For density, a typcial data centre rack is 42U high (1U is one 'rack unit', 1.75 inches/44.45mm). Buying normal current hardware easily gets > 200TB in a 4U server, so call it about 2PB/rack. So if Google were buying that kind of hardware, they would need to buy two racks a day for the data. They will have some redundancy on top of that (hardware failures) which will increase the requirement, but not as much as you might think.

On tape, a modern tape stores about 20TB, so 200 tapes/day needed to store Google 4PB. Here's a fairly typical vendor's page with a bunch of facts about their robot system. They claim 27PB in a unit sized at around 3 racks. However, anything user-facing will not be using tape. Even in best-case situations, the read latency from tape is measured in minutes, by which time the human user will have become bored and moved on. They probably do use tape for cold backup systems, however.
posted by Urtylug at 1:14 AM on November 13, 2020

Best answer: So the company I work for deals in similar amounts of data (different line of work than Google) but the way we do it is that we have 8 data centers around the US (and more around the world). Each operates as a pair so that data can be geo-redundant, for backup and failover (assumption being that the data center is destroyed).
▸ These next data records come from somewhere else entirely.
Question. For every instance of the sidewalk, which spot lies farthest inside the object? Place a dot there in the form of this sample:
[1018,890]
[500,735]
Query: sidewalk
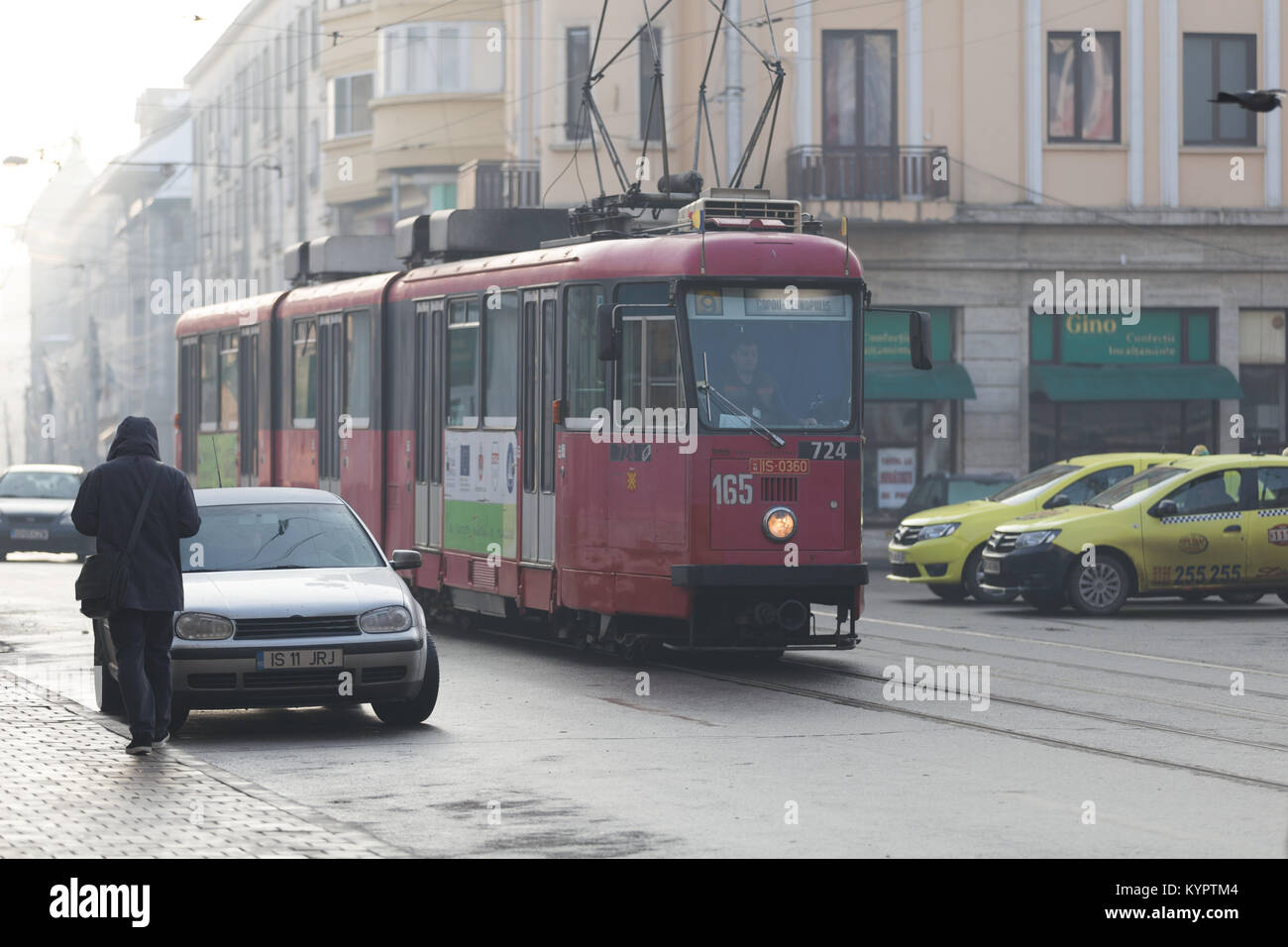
[67,789]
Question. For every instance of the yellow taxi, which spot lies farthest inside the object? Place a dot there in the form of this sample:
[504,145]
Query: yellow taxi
[1199,525]
[943,547]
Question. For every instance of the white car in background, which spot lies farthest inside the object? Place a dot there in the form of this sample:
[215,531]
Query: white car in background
[290,602]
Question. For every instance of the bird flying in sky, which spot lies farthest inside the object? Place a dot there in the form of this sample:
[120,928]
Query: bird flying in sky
[1253,99]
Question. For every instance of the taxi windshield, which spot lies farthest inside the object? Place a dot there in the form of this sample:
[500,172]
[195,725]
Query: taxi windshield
[781,357]
[1129,487]
[1024,487]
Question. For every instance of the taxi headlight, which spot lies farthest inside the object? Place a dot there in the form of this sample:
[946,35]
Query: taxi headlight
[197,626]
[780,525]
[385,620]
[1038,538]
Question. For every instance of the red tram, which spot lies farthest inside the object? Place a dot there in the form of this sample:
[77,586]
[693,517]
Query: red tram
[643,438]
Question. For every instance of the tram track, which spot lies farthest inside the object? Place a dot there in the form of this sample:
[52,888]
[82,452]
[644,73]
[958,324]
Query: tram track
[982,727]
You personally access the one closest to you. The ones in the center of the US cover more area and fewer customers. The back up one is most likely in the middle of the US if you are on the coast, and farther north/south if you are in the middle of the US.

We used to buy specialized hardware, but have since turned to commodity hardware and storage. Storage is done in storage area networks . Servers which store pedabytes and more used to be expensive, but now they don't really cost that much.

We only use tape drives for long-term back up, which means it likely will not need to be accessed for more than 180 straight days. Everything 180 days and newer is served live, and then it moves to back up drives and archived storage. We personally keep data for 10 years max. Nothing older than that.
posted by The_Vegetables at 8:01 AM on November 13, 2020 [2 favorites]

Response by poster: Thanks everyone. All of the answers (and the links) really helped me understand this. Particularly saeculorum pointing out that the stated figure is what is uploaded prior to compression and then everyone explaining what the storage actually looks like. Thanks!